Scientists at Newcastle University in the UK have already created embryos using the method and are perfecting it for use in IVF clinics.They say it could free children from diseases including some forms of diabetes, blindness and heart problems. Critics say it could lead to genetically-modified babies being designed to order. UK law says embryos created using the technique must be destroyed, but scientists hope this can be overturned.

The research focuses on mitochondria “batteries” inside cells, which turn food into energy. Each mitochondrion has its own DNA, which is passed from mother to child. Defects in this DNA affect more than one in 5000 babies and cause around 50 genetic diseases, some of which kill before adulthood. The researchers have managed to swap the damaged DNA with healthy genetic material.
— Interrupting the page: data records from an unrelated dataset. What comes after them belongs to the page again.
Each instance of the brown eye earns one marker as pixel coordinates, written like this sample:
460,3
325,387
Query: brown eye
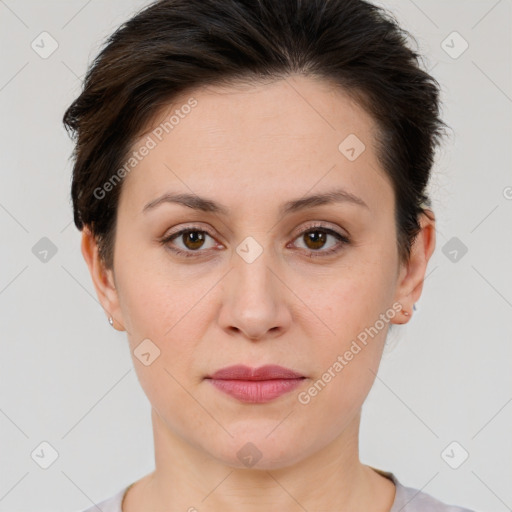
315,239
188,242
193,239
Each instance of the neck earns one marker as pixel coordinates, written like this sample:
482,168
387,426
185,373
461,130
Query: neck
187,478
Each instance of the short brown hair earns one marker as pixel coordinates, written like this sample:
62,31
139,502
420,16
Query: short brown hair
177,45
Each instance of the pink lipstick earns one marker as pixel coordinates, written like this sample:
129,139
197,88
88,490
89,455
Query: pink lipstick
255,385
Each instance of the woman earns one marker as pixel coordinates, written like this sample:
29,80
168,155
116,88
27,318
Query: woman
250,180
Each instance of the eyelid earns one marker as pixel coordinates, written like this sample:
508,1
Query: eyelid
343,239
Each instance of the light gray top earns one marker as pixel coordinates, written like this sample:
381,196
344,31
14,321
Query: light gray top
407,499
The first step is fertilisation of an egg through IVF. The embryo is screened for defects. When it is a few hours old, the nucleus containing genetic information from the parents is removed and put into another woman’s healthy egg. Mitochondria are outside the nucleus so the baby is free of defects and will look like its “real” parents.

US biologist Professor Jonathan Van Blerkom says it would be “criminal” not to allow the technique to be used. There are fears that the influence of mitochondria on areas including longevity, IQ and fertility could lead to GM babies being made to order.